Photo of Martin Bresnick, provided by Martin Bresnick
Martin Bresnick, Charles T. Wilson Professor in the Practice of Composition at YSM, has taught at the school for almost 40 years. Having studied at the University of Hartford, Stanford University, and the Universität für Musik und darstellende Kunst in Vienna, he went on to teach young musicians at different institutions around the world, including the San Francisco Conservatory of Music, Eastman School of Music at the University of Rochester, and the Royal Academy of Music in London.

Teaching alongside extraordinary faculty consisting of Christopher Theofanidis, Hannah Lash, Aaron Jay Kernis, and David Lang, the professors are looking for the most talented composers they could find. "We typically, at any given year, have applicants that number about 175, and we have openings for five students," Martin says, explaining just how competitive it is to get into the school. "This is a very small window that students have to get into our program." Because of that, you have to send your best music in the best performances that you can record, since your colleagues are doing the same.

The professor admits that the faculty has a terrible time picking only five to six people out of 175 because they have wonderful applicants coming in that they just can't admit. There is also the interview part, which you will get invited to if you seem like a good prospect to the school. "We only interview 12 people, and you get to sit and talk to us … about music, and [we] get to know you," Martin tells me.

Although you have other requirements in the application process such as GRE, the professor says it is almost a formality. "The most important thing by far is whether we think that the music is exciting, lively, and interesting," he mentions. "There is nothing you can study, there is no book you can read, you just write the very best and most imaginative music you can, get it performed beautifully, and take your chance."
Photo of Martin Bresnick, Aaron Kernis, and David Lang at the Yale summer program at Norfolk, Connecticut
Yale being the only Ivy League school that has a conservatory in the middle of it isn't the only reason why it makes the institution unique — as a composer, you are given the chance to perform your music at six concerts per year, where the school gives you the performers that you need in order to play and represent your music. "Your activities as a composer are the most significant activities that you do," Martin states.
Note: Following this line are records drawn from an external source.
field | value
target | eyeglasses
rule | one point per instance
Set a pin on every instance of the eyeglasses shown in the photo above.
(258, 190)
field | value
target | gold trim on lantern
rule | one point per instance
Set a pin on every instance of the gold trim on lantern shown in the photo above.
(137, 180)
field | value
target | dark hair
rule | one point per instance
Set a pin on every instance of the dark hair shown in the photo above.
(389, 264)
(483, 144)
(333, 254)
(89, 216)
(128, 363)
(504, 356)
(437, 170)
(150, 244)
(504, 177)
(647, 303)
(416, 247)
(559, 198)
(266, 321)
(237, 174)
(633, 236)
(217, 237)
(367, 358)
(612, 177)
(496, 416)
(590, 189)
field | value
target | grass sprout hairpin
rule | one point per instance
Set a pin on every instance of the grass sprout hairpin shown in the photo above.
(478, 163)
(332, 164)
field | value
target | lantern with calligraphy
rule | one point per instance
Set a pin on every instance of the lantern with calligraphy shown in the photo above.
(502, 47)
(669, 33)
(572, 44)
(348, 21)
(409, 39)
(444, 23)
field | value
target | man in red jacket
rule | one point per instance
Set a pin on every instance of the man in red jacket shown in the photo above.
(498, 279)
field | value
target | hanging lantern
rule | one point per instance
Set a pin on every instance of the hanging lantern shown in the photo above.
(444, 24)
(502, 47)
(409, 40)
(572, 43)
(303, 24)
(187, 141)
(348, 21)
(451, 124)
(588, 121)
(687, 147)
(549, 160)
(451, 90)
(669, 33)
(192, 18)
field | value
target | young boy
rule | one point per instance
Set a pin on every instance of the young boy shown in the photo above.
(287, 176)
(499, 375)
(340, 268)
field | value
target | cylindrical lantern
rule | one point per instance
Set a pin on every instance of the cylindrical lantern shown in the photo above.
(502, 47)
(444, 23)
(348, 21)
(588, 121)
While preparing students for the future, the institution also connects them with the past. "We don't give up on any end of that criteria," Bresnick shares. Expecting young musicians to be competent in the musical traditions that were inherited from the past, the faculty also provide a chance to experiment and do electronic music, computer music, and sound installations. Since Yale has robust theater, art, computer science, architecture, and other programs, students can collaborate and have many possibilities open to them to explore.

"Our students all pursue different directions, so there isn't one thing that we … expect our students to know in particular," Martin notes. For instance, Andrew Norman, a composer for the Los Angeles philharmonic, writes large symphonic works at the school, whereas Trevor Gureckis works in film and does orchestrations for Hollywood's film scores. The students also get to choose the studio and the faculty members they want to work with, which, in the professor's words, the opportunity to study with a variety of people whose approaches are so different is a huge part of the school's success.

Although there are only five to six new students coming into the school, the community is very diverse, coming from different parts of the world. "We have a student from Auckland, New Zealand, and a student from Oberlin College in America who is actually Korean American," Bresnick elaborates, talking about how YSM has musicians from Mexico, Australia, the US, and will also be admitting a student from Germany this year.

Towards the end of our interview, Martin gives simple, yet very crucial advice: keep up your imagination, listen to good music, write good music, have it well-performed, and get good recordings of the work that you do.